THE HEATH AT WAR! (1914 - 1918)
Poems and Letters

"The Dancers" by Edith Sitwell
(During a Great Battle, 1916)

The floors are slippery with blood:
The world gyrates too. God is good
That while His wind blows out the light
For those who hourly die for is –
We still can dance each night.

The music has grown numb with death –
But we will suck their dying breath,
The whispered name they breathed to chance,
To swell our music, make it loud
That we may dance, - may dance.

We are the dull blind carrion-fly
That dance and batten. Though God die
Mad from the horror of the light –
The light is mad, too, flecked with blood, -
We dance, we dance, each night.


(Dame Edith Sitwell lived at one time at 42 Greenhill Road and finally at 11a Keats Grove, Hampstead, see below)

EASTER MONDAY
(In Memorium E.T.)

In the last letter that I had from France
You thanked me for the silver Easter egg
Which I had hidden in the box of apples
You liked to munch beyond all other fruit.
You found the egg the Monday before Easter,
And said, "I will praise Easter Monday now -
It was such a lovely morning". Then you spoke
Of the coming battle and said, "This is the eve.
Good-bye. And may I have a letter soon."

That Easter Monday was a day for praise,
It was such a lovely morning. In our garden
We sowed our earliest seeds, and in the orchard
The apple-bud was ripe. It was the eve.
There are three letters that you will not get.

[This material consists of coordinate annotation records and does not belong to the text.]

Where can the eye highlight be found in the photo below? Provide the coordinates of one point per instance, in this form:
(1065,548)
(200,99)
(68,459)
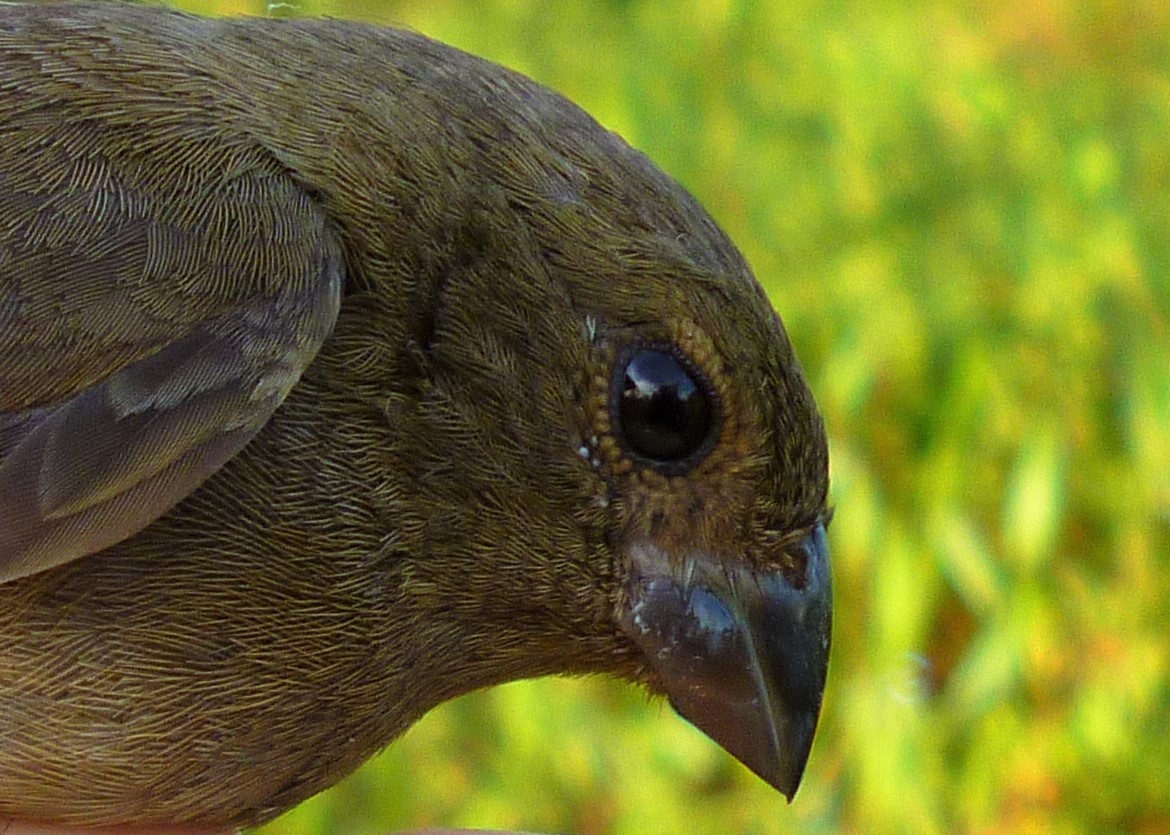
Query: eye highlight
(665,411)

Eleanor Farjeon, April 9th 1917

(Eleanor Farjeon (1881 - 1965)  was an English author of children's stories, plays, poetry and satire.
She is buried in the churchyard of St John-at-Hampstead)


Now That You Too
Now that you too must shortly go the way
Which in these bloodshot years uncounted men
Have gone in vanishing armies day by day,
And in their numbers will not come again:
I must not strain the moments of our meeting
Striving for each look, each accent, not to miss,
Or question of our parting and our greeting,
Is this the last of all? is this—or this?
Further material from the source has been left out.